Little River is flowing very strong.  Flow at 7:45 am is 980 cubic feet per second (cfs) or 3.48 feet on the gauge.  Median flow for this date is 160 cfs.  The water temperature is 60.3 degrees.

Last night, Little River peaked at 5.2 feet or approximately 2,500 cfs.  The water level is dropping fast.  I noticed a little color in the water in town earlier but the river is certainly not muddy.
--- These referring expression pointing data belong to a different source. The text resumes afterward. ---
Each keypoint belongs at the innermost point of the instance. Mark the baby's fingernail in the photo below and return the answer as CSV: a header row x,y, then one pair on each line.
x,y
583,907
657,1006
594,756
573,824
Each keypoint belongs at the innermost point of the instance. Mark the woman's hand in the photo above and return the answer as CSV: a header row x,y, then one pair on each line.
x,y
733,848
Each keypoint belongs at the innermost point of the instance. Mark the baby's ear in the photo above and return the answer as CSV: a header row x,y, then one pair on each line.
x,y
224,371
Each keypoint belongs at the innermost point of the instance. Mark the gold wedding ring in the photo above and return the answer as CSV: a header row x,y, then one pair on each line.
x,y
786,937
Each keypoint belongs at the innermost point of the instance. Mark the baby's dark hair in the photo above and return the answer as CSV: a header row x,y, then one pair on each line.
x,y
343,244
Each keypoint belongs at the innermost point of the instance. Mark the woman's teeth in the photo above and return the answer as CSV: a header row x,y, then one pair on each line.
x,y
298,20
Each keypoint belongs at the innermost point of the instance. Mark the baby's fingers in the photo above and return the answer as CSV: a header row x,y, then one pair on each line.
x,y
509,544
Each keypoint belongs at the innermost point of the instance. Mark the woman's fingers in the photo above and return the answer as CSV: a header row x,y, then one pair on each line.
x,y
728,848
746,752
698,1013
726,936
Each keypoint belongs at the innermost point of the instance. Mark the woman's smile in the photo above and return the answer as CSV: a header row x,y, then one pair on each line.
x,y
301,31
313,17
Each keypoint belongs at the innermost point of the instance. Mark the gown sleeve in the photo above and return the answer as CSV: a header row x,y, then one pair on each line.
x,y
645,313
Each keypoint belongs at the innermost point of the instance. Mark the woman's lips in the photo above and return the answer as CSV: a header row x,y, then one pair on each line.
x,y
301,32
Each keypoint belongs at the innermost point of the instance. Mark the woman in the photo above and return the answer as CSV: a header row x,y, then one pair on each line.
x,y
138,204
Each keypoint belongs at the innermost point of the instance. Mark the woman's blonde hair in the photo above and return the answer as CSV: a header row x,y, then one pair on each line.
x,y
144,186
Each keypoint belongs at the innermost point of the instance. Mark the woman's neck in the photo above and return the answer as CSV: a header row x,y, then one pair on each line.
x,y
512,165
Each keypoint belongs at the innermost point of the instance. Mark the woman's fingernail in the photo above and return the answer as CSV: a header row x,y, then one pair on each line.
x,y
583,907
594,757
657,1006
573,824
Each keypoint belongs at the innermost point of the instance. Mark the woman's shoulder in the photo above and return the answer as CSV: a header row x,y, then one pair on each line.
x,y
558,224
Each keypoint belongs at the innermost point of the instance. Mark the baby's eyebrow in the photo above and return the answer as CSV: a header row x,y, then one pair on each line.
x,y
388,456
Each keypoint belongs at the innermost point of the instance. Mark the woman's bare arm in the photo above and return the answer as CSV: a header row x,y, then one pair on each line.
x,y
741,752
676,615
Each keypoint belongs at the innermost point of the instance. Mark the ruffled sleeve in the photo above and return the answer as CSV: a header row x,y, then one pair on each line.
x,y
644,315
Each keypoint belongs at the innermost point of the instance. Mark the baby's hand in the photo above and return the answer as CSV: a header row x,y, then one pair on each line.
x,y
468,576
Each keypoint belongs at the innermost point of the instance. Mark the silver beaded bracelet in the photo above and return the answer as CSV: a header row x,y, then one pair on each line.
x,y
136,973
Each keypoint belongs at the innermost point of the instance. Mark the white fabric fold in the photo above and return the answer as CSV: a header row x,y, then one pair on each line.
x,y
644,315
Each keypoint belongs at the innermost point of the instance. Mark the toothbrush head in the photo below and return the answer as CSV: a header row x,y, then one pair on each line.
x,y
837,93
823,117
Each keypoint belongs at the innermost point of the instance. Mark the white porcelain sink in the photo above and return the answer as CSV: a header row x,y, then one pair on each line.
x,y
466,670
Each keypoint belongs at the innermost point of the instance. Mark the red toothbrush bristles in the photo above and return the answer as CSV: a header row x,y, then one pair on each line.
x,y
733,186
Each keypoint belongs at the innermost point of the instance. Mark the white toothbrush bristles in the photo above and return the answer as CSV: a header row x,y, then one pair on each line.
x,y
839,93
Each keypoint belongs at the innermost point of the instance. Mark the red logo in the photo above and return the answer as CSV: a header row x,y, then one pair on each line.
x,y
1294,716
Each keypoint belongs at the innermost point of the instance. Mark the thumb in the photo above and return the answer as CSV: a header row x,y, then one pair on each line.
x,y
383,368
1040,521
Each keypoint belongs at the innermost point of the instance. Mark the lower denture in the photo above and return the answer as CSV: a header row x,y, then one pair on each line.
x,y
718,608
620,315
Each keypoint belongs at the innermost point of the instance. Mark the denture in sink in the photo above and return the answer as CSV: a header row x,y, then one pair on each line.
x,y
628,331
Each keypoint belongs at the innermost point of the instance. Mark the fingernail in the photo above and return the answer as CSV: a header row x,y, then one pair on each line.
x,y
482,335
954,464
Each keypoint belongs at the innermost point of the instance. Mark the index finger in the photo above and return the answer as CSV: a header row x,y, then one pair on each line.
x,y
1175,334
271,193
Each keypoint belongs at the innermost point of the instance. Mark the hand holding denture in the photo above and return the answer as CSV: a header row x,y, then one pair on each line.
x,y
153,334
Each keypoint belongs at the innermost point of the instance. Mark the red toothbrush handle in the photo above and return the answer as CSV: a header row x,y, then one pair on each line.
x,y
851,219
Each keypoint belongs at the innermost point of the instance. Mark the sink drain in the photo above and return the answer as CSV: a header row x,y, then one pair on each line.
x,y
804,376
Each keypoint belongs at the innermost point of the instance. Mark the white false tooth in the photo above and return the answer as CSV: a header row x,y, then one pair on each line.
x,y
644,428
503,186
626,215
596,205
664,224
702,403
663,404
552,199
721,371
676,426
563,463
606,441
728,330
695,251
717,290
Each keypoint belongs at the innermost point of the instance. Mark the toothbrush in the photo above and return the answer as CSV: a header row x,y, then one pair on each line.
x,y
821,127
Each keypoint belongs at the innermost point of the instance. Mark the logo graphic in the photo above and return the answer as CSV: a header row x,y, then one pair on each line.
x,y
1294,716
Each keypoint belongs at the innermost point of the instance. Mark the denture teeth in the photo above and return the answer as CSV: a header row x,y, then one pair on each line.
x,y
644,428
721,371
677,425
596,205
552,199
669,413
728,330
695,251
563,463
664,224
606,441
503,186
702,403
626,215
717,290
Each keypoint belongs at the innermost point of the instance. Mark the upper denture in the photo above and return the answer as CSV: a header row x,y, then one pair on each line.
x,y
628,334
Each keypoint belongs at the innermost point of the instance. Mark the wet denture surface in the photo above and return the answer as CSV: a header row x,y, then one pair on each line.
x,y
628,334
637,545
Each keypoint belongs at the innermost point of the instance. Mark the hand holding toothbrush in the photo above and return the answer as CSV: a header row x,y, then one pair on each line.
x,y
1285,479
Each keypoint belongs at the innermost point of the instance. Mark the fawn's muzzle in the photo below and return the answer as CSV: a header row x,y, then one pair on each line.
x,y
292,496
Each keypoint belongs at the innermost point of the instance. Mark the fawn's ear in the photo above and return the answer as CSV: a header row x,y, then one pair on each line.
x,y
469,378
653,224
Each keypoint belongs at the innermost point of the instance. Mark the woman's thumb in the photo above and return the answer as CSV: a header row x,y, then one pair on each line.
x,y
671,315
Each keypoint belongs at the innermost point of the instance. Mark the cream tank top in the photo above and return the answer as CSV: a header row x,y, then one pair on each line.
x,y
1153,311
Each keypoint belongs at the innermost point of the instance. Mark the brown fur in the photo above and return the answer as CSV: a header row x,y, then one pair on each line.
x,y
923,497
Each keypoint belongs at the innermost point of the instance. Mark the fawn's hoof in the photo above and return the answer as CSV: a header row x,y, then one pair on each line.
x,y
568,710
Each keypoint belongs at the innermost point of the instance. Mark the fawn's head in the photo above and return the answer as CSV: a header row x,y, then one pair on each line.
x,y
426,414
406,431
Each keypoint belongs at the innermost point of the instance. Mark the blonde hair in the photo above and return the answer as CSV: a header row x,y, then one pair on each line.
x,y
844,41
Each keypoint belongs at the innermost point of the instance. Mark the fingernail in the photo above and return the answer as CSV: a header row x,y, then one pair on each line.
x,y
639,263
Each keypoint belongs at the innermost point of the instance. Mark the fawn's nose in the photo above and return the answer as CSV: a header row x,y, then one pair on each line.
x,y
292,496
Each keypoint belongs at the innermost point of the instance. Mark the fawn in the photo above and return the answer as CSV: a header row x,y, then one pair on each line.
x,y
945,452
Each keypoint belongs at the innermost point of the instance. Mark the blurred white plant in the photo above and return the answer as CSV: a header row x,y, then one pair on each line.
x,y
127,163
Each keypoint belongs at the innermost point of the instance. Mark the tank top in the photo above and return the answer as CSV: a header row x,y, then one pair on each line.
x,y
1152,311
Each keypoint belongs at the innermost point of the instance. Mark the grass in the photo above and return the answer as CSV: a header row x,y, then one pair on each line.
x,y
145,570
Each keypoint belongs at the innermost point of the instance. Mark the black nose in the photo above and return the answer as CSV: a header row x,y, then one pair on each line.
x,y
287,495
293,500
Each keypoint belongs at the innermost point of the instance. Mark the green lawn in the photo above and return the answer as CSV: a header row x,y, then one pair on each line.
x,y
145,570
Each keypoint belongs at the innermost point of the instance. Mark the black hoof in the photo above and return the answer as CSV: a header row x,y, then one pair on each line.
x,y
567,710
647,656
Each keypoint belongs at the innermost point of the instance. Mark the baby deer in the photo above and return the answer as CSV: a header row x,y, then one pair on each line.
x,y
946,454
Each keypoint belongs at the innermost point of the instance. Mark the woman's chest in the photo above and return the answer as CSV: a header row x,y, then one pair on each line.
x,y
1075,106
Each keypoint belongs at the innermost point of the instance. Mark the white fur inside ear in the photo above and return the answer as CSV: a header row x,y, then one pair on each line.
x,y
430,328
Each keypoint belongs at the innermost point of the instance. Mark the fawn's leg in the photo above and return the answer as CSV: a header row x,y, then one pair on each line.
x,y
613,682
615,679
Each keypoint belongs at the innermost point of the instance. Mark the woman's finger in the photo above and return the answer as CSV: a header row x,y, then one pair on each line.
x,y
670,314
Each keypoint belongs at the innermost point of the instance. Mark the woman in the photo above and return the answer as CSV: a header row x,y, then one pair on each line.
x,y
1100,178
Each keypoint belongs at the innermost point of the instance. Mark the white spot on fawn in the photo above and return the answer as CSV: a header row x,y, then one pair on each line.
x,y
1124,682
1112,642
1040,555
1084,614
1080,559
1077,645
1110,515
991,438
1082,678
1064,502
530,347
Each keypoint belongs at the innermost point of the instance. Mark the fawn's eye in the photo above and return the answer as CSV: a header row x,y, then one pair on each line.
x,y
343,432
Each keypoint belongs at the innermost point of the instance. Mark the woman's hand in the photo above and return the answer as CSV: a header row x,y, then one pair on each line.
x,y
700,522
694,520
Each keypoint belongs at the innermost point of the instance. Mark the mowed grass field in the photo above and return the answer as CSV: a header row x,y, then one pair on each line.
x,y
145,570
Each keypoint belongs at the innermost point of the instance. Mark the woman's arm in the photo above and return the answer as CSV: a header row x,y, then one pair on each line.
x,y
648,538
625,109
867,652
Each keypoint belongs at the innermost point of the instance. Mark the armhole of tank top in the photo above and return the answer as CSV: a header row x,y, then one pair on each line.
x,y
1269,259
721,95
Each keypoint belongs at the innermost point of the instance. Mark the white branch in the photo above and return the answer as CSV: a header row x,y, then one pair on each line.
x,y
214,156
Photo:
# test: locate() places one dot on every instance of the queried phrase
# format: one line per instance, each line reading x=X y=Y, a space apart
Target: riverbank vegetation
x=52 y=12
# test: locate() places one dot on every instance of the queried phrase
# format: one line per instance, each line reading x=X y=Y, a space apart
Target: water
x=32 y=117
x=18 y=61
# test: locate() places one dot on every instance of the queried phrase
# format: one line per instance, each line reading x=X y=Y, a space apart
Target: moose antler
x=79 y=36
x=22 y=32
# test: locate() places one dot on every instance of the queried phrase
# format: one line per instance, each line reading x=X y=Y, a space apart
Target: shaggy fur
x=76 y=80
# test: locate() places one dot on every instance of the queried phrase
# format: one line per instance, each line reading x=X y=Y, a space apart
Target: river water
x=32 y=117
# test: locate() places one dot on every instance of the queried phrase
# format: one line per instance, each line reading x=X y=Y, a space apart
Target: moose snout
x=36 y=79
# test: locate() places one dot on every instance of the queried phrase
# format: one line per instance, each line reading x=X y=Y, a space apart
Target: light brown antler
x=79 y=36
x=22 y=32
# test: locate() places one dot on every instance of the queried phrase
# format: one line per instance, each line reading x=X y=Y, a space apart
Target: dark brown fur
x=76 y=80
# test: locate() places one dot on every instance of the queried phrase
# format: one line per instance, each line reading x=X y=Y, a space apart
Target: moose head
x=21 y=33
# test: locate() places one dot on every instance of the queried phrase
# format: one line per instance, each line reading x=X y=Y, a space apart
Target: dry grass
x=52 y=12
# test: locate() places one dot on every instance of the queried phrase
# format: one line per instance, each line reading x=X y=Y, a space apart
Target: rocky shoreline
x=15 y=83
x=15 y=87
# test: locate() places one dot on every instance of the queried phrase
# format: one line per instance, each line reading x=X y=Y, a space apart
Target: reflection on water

The big question is, what’s the fishing going to be like now.  Well, the streams will continue to drop.  My best guess is, Little River will be at 3.0 feet or lower on the gauge sometime tomorrow.  That is just a guess.  Many unknown factors play into this scenario. Little River is on the high side of good at 2.5 feet. 

On June 8th Little River peaked at 3.5 feet and was down to 2.5 feet on the 10th.  The water dropped 1 foot in approximately 48 hours. On June 3rd the river peaked near 3.5 feet.  By midnight on June 5th it was down to 2.0 feet.  The river dropped 1.5 feet in 48 hours. There is no rain in the forecast until Sunday and the chances are low on that day.

If you plan to fish in the Park today or tomorrow, choose a small stream and better yet, one in the backcountry.  Hike above Elkmont.  Cataloochee looks good right now.  The storm must have been less severe there.  The water is down to about where it started yesterday morning.  You may find other streams in the Smokies that were missed by this storm yesterday.  Oconoluftee River seems to have been spared the heavy rain.  So, now I’m thinking the North Carolina side may be your best choice.

If you want to fish a larger stream, use big nymphs and get them down.  Use a high-sticking technique.  You may catch the trout of a lifetime.

I think nymph fishing is in order today with the higher than normal water.  You should be able to fish close.  Don’t wade deep.  Stay close to the bank unless you find a stream that is not flowing high.

Tellico River is not much higher than it was yesterday morning.  I bet the fishing in the Cherokee National Forest is great.  Try North River.

The tailwaters in our area appear to be generating all day today.  Don’t take my word for it.  Check the TVA website.

The lowland rivers are running strong and I bet they are all muddy around here.

Lake fishing is awesome right now.  Bass are on the banks and taking topwater flies.  Try a Knucklehead or Stealth Bomber bass fly.  Try some Black Wooly Buggers.  Give some Puglisi Threadfin Shad patterns a try. 

Jack Gregory came by yesterday and we talked about fly fishing for smallmouth bass like we usually do.  What is happening right now in our lakes usually happens a month earlier.  Much higher than normal rainfall has caused TVA to generate more at the dams.  The water temperature has been cold.  Smallmouth bass behavior has been unpredictable.  So, it’s mid-June and we are using tactics we normally use in mid-May. 

Like Jack said yesterday, “I’d rather have high streams and low streams”.   He is right.  Changing tactics to deal with high water is a lot more fun that trying to fish when Little River is running at 60 cfs.  Our high water is also good for the fishery.  The trout are getting plenty of well oxygenated and cool water to live in.  They are much happier and healthier.

The Park Service Fisheries Department crew and volunteers are scheduled to conduct population sampling on Lynn Camp Prong beginning Monday.  They will sample many sites on that stream to determine the population counts of the brook trout.  I think this is a 3 day project.

Biologists don’t like to sample high water.  They don’t get accurate results and wading is difficult. If the water is discolored, that makes the job even more difficult and less accurate.  Rain is expected on Monday.  If you are a volunteer who is planning to work on the Lynn Camp Prong project next week, keep an eye on the weather and stay in touch with your volunteer coordinator.  This could be postponed.

Have a great day and thank you for being here with us.